Transforming the Present - Protecting the Future

Aart Roukens de Lange


This is the title of the Report of the Committee of Enquiry into a Comprehensive System of Social Security for South Africa, chaired by Prof Viviene Taylor and made public on 2 May by Dr Skweyiya, Minister for Social Development.

The report looks comprehensively at the socio-economic context and existing social security provisions in South Africa. It compares these with those of other countries and looks at current trends in income distribution, unemployment, basic needs and social security provisions. It recognises the gaping holes in the safety net of current social security provisions and looks at ways of providing a more comprehensive service. Amongst other recommendations it puts forward the case for providing a Basic Income Grant and how this could be implemented and financed.

The report is comprehensive in terms of current social welfare needs and circumstances. What it does not address effectively is the context and implications of Free Markets and Globalisation in which South Africa operates. These are giving rise to increasing unemployment and income gaps between rich and poor, and it seems inevitable that they will lead to the collapse of market economies.

The Department of Social Welfare cannot unilaterally address these global issues but it also cannot ignore them in their assessment of South African needs. It must structure its policies in the light of these realities. Perhaps it is the role of the South African New Economics Foundation (SANE) to provide this context and offer a wider vision. Comprehensive welfare provisions must be seen not only in terms of what is currently happening in South African economic development and in the globalisation process, but also in the context of the dynamics of the global economy and its inevitabilities for South Africa. Planning for the future must take this into consideration. It is dealt with from many perspectives in earlier SANE Views.

To develop a perspective on what is likely to happen in the global economic future it is valuable to look at a book by David Fleming which is about to be published on the topic of 'THE LEAN ECONOMY' (this book has been sent to SANE for review - it is to be published shortly). In this book Fleming looks at what he considers the inevitable collapse of the global market economy because of the decline in the supply of oil and gas, of a growing deficit in the food supply and of climatic change. This will give rise to hyper-unemployment and social fracture. Fleming posits that the only way out is for dramatic change from a growth orientated economic paradigm to one of a conserving 'lean economy'. He sees the need for lean and local production of primary goods and for local currencies..

A question that must be raised is how metropolitan areas in South Africa can be adapted to providing their own food. This may also require a move back to rural communities appropriately developed to cater for local needs and economic structures (see SANE Views Vol 2 #10 on 'Adapting Urban Industrial Illusions').
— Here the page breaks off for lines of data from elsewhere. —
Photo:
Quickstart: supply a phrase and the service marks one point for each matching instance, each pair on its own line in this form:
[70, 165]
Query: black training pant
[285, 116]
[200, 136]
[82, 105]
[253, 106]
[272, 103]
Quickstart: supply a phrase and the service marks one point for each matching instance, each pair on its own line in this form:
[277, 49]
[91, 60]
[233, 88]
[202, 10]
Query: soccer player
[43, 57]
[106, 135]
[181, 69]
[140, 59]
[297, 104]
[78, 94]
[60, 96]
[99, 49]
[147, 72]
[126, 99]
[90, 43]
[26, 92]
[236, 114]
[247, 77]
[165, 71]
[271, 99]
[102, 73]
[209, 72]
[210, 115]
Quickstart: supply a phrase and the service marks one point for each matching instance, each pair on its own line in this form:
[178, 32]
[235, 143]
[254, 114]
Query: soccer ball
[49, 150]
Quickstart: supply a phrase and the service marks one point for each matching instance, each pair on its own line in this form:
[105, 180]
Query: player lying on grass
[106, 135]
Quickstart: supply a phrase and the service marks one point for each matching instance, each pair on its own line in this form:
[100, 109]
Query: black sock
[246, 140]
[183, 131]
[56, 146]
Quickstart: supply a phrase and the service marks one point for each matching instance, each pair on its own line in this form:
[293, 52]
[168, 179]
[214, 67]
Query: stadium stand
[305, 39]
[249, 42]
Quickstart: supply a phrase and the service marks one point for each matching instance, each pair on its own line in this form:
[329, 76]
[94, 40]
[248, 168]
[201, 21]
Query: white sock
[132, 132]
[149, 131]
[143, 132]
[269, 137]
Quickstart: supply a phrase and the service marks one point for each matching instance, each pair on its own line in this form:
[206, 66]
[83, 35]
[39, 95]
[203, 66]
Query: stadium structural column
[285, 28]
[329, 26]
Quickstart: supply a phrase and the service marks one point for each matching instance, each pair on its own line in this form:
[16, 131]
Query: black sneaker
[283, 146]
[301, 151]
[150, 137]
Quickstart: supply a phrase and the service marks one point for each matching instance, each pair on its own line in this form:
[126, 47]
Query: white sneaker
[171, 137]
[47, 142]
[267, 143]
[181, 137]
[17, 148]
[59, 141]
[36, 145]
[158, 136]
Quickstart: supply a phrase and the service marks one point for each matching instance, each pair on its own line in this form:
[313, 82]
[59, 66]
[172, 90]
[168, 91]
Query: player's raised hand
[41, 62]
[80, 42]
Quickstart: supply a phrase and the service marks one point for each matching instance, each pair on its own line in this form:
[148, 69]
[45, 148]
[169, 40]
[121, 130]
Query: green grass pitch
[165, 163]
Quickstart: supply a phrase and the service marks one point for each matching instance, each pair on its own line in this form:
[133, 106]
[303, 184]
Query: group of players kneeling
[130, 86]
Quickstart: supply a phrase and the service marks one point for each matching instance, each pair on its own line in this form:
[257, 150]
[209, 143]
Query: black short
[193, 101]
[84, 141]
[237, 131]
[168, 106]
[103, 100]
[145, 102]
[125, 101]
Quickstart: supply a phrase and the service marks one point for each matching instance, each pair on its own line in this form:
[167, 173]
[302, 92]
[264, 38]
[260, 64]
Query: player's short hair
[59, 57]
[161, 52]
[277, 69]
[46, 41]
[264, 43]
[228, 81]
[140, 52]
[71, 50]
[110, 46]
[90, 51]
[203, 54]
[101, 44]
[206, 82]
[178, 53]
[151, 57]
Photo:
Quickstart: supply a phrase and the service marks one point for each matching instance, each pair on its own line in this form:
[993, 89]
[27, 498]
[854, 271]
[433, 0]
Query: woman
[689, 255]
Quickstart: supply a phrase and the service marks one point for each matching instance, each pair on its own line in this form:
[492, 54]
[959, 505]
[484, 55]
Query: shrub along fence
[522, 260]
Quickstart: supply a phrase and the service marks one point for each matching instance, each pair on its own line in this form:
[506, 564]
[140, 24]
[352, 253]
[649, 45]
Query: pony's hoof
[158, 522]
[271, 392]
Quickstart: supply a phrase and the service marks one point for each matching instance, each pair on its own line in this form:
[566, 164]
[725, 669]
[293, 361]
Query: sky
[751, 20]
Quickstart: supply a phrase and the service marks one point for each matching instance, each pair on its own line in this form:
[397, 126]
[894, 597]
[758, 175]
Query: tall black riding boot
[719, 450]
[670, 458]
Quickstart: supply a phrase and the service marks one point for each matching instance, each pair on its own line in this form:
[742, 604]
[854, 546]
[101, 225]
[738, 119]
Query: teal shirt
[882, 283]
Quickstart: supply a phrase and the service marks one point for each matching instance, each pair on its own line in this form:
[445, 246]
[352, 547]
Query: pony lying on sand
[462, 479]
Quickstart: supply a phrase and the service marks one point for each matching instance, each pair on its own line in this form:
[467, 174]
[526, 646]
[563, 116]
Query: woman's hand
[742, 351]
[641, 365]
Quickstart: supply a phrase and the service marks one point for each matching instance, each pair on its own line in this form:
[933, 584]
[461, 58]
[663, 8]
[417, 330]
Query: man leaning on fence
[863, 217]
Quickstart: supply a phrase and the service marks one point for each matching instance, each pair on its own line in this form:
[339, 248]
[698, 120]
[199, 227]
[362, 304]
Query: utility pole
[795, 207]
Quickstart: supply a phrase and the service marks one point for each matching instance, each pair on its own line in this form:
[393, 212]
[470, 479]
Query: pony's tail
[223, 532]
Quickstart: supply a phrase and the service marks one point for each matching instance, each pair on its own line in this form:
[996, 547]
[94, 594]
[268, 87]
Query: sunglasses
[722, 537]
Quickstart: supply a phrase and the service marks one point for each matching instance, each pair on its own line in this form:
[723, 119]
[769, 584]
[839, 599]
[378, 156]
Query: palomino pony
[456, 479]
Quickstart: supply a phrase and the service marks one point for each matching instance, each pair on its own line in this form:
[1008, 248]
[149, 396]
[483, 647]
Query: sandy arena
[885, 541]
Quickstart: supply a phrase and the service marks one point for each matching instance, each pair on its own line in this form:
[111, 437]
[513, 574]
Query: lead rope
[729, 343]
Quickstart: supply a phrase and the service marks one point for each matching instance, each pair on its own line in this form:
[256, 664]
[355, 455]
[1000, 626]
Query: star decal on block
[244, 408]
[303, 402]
Small scale local manufacture and energy generation can reduce waste, costs and unemployment. It will cause the South African economy to develop along the lines sketched in the 'Guinea Fowl' economy.

The subject of how a welfare structure should be adapted under such radically transformed economic realities will not be pursued here, but clearly it is necessary to explore this further, both conceptually and in terms of practical local pilot projects in South Africa. We don't have all the answers but the issues raised here should be addressed in social welfare planning.